Mardi soir à 20h et dimanche après-midi à 14h30

Avec qui ?

Mon compère de films de festivals, et seul

Et alors ?

 

Ils ont 180 ans à eux deux, et pourtant Jean-Luc Godard (Film socialisme) et Manoel de Oliveira (cette
Étrange affaire dont il est question ici) n’ont eu aucun souci à faire de leurs nouveaux films des morceaux de choix de la sélection parallèle Un Certain Regard du dernier Festival de Cannes – certains allant jusqu’à dire qu’ils auraient
largement eu leur place en compétition officielle. Concernant de Oliveira, sa dernière œuvre en date est légèrement moins perçante et fascinante que les Singularités d’une jeune fille blonde qu’il nous avait
faites découvrir il y a un peu moins d’un an.
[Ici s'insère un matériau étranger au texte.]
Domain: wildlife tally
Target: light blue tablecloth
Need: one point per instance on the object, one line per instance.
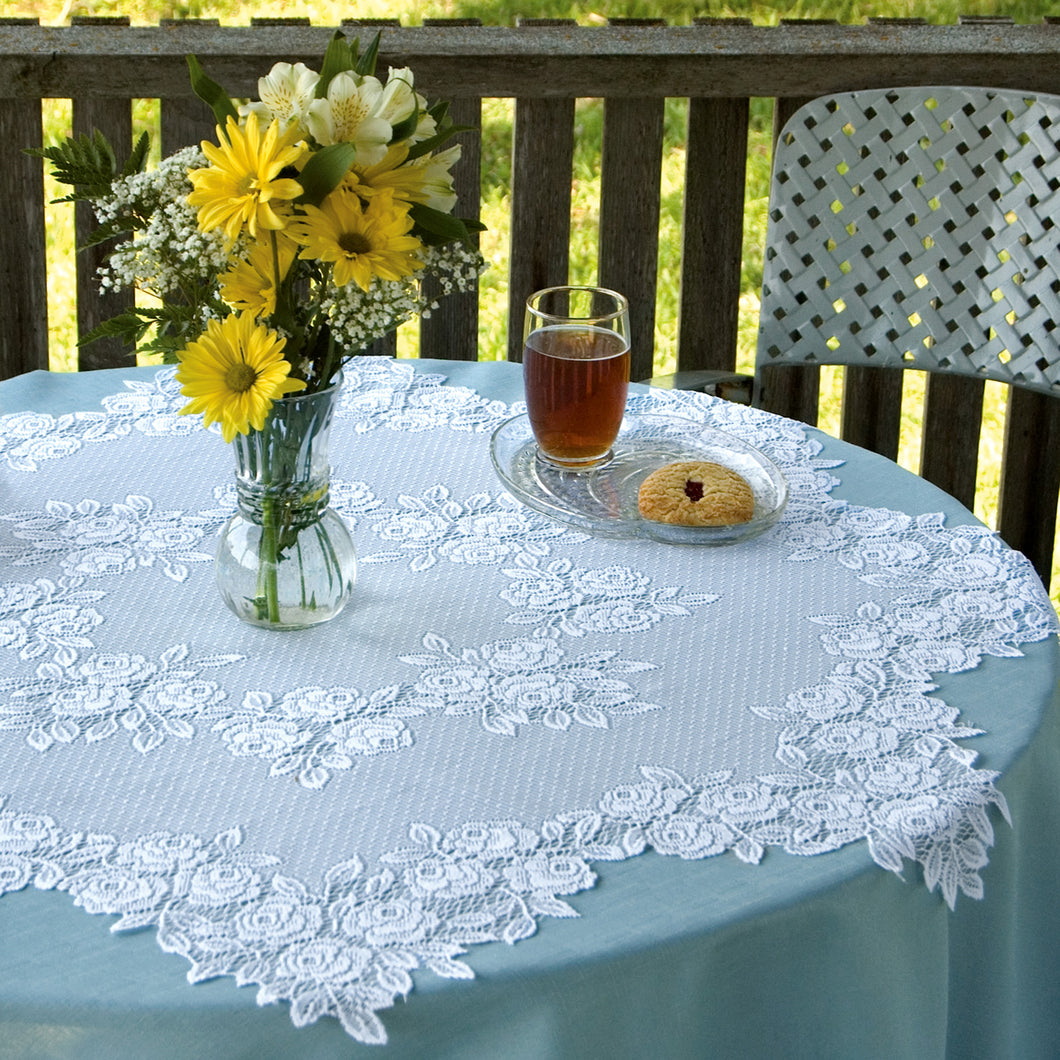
(824, 956)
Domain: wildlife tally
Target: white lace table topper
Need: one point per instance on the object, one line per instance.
(321, 813)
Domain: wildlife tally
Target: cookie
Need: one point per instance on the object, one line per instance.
(695, 493)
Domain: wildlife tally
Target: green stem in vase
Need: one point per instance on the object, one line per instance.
(268, 600)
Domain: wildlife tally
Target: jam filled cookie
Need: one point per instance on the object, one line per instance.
(695, 493)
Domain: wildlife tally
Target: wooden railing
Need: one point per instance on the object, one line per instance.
(634, 66)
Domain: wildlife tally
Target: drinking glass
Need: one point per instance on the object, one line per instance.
(576, 371)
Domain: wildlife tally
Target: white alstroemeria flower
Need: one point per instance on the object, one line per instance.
(285, 92)
(437, 189)
(351, 115)
(399, 100)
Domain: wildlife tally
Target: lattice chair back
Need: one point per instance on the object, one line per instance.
(918, 228)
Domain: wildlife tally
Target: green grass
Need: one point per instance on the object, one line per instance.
(496, 168)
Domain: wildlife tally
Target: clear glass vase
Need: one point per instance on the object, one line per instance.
(285, 560)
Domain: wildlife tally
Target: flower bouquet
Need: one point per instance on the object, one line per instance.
(272, 257)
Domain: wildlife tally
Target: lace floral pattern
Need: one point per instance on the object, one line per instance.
(479, 530)
(580, 601)
(91, 540)
(526, 681)
(108, 692)
(866, 752)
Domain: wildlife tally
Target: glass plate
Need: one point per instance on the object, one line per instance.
(603, 501)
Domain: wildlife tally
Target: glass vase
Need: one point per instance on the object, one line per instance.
(285, 560)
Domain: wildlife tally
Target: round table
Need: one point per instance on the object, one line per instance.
(817, 956)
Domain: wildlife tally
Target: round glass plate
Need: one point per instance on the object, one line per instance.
(603, 500)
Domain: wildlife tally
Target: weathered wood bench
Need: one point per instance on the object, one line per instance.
(634, 66)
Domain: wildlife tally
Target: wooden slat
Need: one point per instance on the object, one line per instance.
(871, 411)
(113, 119)
(712, 233)
(183, 118)
(452, 330)
(719, 62)
(950, 431)
(630, 183)
(543, 153)
(23, 330)
(1030, 477)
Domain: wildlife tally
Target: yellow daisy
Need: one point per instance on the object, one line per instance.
(243, 184)
(233, 372)
(250, 284)
(361, 242)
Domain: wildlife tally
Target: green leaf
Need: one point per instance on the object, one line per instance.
(323, 172)
(338, 58)
(211, 93)
(426, 146)
(435, 227)
(137, 161)
(366, 64)
(88, 163)
(404, 129)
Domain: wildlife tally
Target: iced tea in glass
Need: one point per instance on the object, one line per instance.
(576, 370)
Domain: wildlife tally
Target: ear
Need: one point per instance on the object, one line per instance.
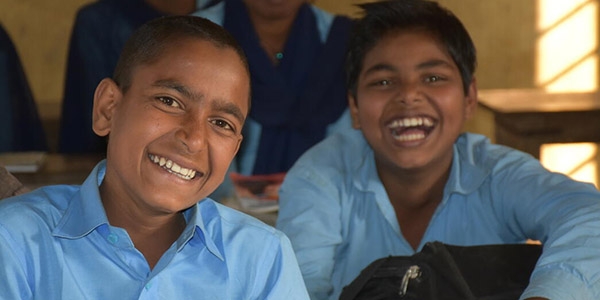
(106, 99)
(353, 105)
(471, 100)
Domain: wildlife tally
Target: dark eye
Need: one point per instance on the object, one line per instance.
(169, 101)
(433, 78)
(222, 124)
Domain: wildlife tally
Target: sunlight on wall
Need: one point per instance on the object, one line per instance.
(578, 160)
(567, 61)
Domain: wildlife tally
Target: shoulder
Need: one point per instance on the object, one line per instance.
(479, 150)
(234, 223)
(37, 211)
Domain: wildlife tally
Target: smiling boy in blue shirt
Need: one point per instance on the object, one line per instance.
(407, 175)
(140, 226)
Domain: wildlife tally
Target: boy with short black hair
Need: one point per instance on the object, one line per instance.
(410, 176)
(140, 226)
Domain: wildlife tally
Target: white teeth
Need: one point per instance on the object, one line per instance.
(172, 167)
(410, 137)
(411, 122)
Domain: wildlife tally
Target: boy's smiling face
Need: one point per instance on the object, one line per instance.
(410, 103)
(174, 132)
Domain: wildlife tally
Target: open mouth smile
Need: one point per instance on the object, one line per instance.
(410, 129)
(173, 168)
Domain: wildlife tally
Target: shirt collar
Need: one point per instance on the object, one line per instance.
(200, 219)
(85, 213)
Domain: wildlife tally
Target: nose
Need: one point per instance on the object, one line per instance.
(193, 133)
(410, 93)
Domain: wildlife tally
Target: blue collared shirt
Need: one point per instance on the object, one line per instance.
(337, 214)
(56, 243)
L’étrange affaire Angelica reste néanmoins dans l’absolu d’une beauté et d’une émotion toutes deux très grandes.
L’intrigue, très simple, fait écho aux nouvelles de la littérature fantastique du dix-neuvième siècle (Edgar Allan Poe, par exemple) : un photographe amateur, à qui il est demandé de
réaliser le portrait d’une jeune femme morte, voit celle-ci se manifester à lui et devient fou amoureux de ce spectre.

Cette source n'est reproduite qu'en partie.